Pria 32 tahun yang tinggal serumah dengan ibu yang melahirkannya tersebut, juga menyesal. "Saya khilaf. Saya menyesal. Saat itu, saya emosi. Kemudian, spontan memukul ibu dengan bantalan kursi, jam dinding, gantungan baju dan kemucing (sulak, red)," aku Ari Wibowo pada media.

Tindak kekerasan dalam rumah tannga (KDRT) yang melibatkan anak kepada ibu kandungnya tersebut, kini pemeriksaan serta penanganan diambil oleh Satreskrim Polres Magetan. Itu setelah sebelumnya Ari Wibowo diamankan di Polsek Panekan, Kamis (11/02/2021).

Ari Wibowo mengaku, diperkenankan ingin sungkem dan miminta maaf kepada sang ibu, Tasminah. Ia berharap laporan ibunya dicabut dan segera bisa bertemu ibunya, di rumahnya di Terung.
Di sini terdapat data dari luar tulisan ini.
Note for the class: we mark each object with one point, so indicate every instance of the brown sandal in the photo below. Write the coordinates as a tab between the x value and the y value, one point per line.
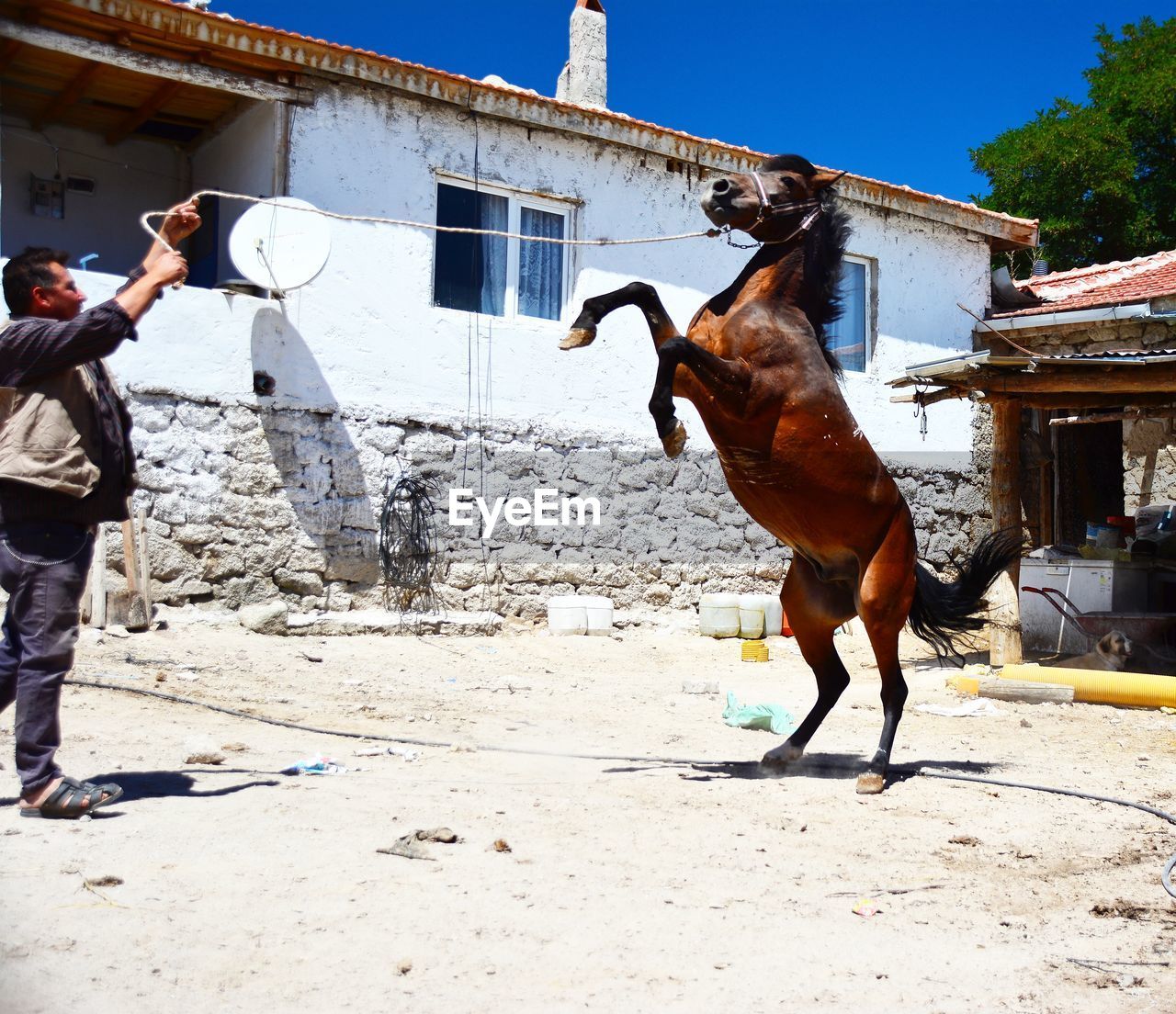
74	799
Diberitakan sebelumnya, peristiwa KDRT itu diawali dari pelaku Ari Wibowo yang menyuruh ibunya,Tasminah, beli nasi goreng. Lantas si anak tersebut kembali menyuruh ibunya menyalakan obat nyamuk tapi korban lupa tidak menyalakan.

Sang anak emosi dan memaki-maki dengan kata kasar ibunya. Ia memukul Tasminah menggunakan alas kursi dari rotan. Juga menganiaya menggunakan gagang kemucing. Tak cuma itu Ari Wibowo memukul ibunya dengan gantungan baju dan jam dinding.

Akibat tindak KDRT tersebut, Tasminah mengalami luka lebam di wajah serta luka bengkak di kepala juga lengan kanan sakit. (ant/mk)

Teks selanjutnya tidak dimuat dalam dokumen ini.